What is STREAM?

STREAM is an individual-pass, constant element approximation algorithm that was produced for the k-medians problem. The k-medians problem is to cluster N data points into k clusters or groups such that the sum squared error (SSQ) between the points and the cluster center to which they are assigned is minimized. The idea is to assign similar points to the same cluster, where these points are dissimilar from points in other clusters.

In the stream data model, data points can only be seen once, and memory and time are limited. It can implement high-quality clustering, the STREAM algorithm processes data streams in buckets (or batches) of m points, with each bucket fitting in main memory.

For each bucket, bi, STREAM clusters the bucket’s points into k clusters. It then summarizes the bucket information by retaining only the information regarding the k centers, with each cluster center being weighted by the number of points assigned to its cluster.

STREAM then discards the points, retaining only the center information. Because enough centers have been collected, the weighted centers are clustered to make another group of O(k) cluster centers. This is repeated so that at every level, at most m points are retained. This approach results in a one-pass, O(kN)-time, O(Nε)-space (for some constant ε < 1), constant-factor approximation algorithm for data stream k-medians.
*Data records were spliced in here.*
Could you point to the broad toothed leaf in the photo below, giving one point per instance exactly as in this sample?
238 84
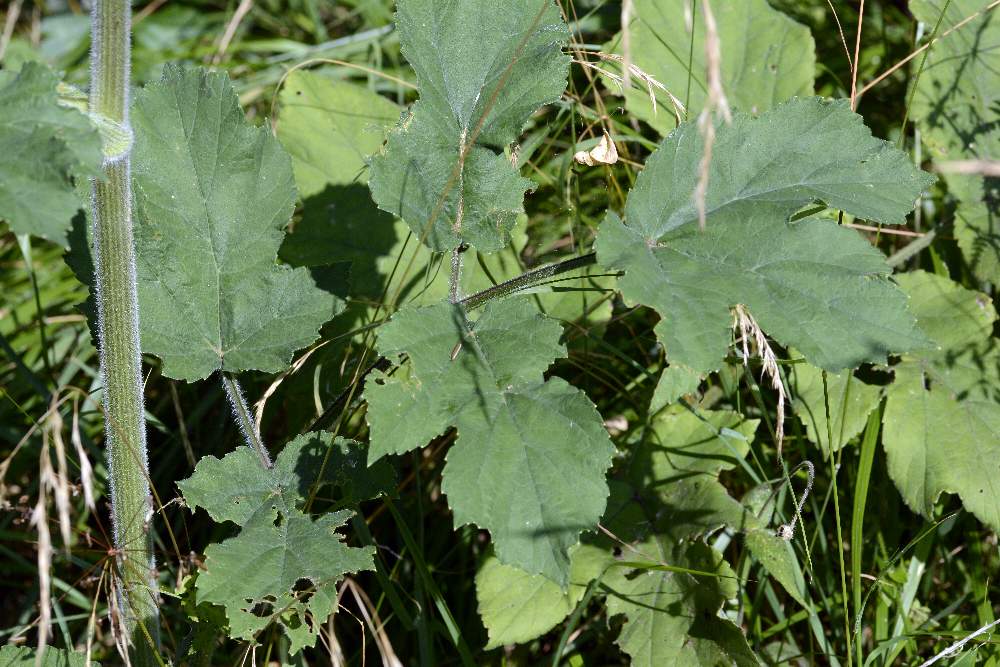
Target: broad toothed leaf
213 194
283 566
671 618
767 58
516 606
942 417
531 455
811 284
330 128
482 69
43 146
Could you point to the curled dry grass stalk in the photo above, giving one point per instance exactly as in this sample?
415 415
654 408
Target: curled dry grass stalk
716 104
751 335
629 70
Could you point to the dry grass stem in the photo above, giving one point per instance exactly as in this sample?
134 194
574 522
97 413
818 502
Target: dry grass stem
716 105
628 9
881 77
633 70
751 336
972 167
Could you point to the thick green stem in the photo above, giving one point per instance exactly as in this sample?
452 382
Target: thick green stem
118 329
244 418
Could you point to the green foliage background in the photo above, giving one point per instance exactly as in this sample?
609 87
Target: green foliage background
424 560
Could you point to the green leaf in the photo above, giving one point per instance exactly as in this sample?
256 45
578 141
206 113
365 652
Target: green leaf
43 147
672 500
850 401
22 656
238 487
283 566
330 128
767 58
517 607
213 194
942 419
671 617
810 284
957 106
675 381
482 69
679 462
778 558
531 454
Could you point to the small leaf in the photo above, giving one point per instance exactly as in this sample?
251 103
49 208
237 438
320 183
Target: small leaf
43 147
767 58
531 455
517 607
811 284
680 461
283 566
482 69
330 128
942 419
213 194
671 618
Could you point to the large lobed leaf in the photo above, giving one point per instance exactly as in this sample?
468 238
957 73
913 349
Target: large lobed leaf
284 566
482 69
213 194
330 128
767 57
811 284
942 417
531 454
957 106
43 146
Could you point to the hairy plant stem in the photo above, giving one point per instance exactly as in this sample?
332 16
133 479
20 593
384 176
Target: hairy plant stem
325 420
118 333
244 418
527 279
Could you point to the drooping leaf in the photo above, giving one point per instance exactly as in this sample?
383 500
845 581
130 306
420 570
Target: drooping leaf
810 284
942 419
957 106
213 194
767 57
679 461
482 69
43 147
238 487
284 566
671 617
848 399
517 607
330 128
531 455
22 656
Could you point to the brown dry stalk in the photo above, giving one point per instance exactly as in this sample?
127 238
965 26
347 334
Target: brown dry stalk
716 104
750 333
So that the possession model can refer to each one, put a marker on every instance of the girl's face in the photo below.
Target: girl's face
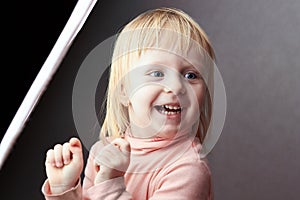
(165, 93)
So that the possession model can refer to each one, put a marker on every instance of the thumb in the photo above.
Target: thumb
(76, 149)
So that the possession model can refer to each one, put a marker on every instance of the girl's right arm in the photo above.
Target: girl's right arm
(64, 164)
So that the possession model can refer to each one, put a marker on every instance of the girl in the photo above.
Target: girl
(157, 113)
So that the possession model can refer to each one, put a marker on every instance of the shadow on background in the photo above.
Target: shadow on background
(257, 47)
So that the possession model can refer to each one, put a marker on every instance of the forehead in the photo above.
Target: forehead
(161, 57)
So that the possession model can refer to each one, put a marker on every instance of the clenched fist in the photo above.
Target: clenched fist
(112, 161)
(64, 164)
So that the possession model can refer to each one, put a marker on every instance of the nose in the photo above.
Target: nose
(175, 84)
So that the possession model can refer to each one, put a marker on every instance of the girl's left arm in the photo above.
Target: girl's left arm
(111, 189)
(189, 179)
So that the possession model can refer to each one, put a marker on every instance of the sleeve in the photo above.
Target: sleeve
(113, 189)
(187, 180)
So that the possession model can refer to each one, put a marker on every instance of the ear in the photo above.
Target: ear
(123, 96)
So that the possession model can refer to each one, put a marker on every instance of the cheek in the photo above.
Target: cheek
(199, 93)
(142, 98)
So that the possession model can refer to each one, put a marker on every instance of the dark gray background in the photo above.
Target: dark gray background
(257, 45)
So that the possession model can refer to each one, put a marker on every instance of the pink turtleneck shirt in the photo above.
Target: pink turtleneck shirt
(159, 169)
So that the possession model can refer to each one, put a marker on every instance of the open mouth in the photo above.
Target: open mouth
(168, 109)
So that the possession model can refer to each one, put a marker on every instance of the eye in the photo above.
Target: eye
(157, 74)
(191, 75)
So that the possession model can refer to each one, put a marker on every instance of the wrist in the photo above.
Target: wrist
(59, 189)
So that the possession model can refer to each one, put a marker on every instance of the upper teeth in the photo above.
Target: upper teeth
(172, 107)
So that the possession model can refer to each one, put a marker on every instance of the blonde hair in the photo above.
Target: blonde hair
(143, 31)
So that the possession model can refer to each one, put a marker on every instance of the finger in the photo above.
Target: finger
(58, 155)
(122, 144)
(50, 157)
(66, 153)
(76, 149)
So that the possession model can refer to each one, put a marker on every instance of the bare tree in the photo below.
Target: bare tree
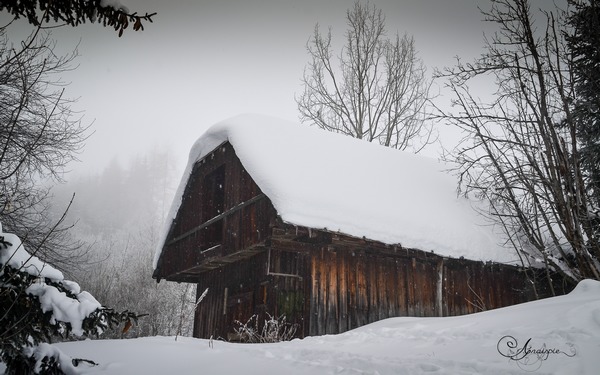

STREAM changes quality k-medians clusters with definite area and time. However, it treated neither the evolution of the records nor time granularity. The clustering can become dominated by the older, outdated data of the stream. The feature of the clusters can vary with both the moment at which they are evaluated, and the time horizon over which they are measured.

For example, a user can required to test clusters appearing last week, last month, or last year. These can be different. Hence, a data stream clustering algorithm must also support the flexibility to calculate clusters over user-defined time periods in an interactive manner.

CluStream is an algorithm for the clustering of evolving data streams based on user-specified, online clustering queries. It divides the clustering process into on-line and offline components.

The online component computes and stores summary statistics about the data stream using micro-clusters, and performs incremental online computation and maintenance of the micro-clusters. The offline component does macro-clustering and solve several user questions using the saved summary statistics, which are depends on the tilted time frame model.

The cluster evolving data streams based on both historical and current stream data information, the tilted time frame model (such as a progressive logarithmic model) is adopted, which stores the snapshots of a set of microclusters at different levels of granularity depending on recency.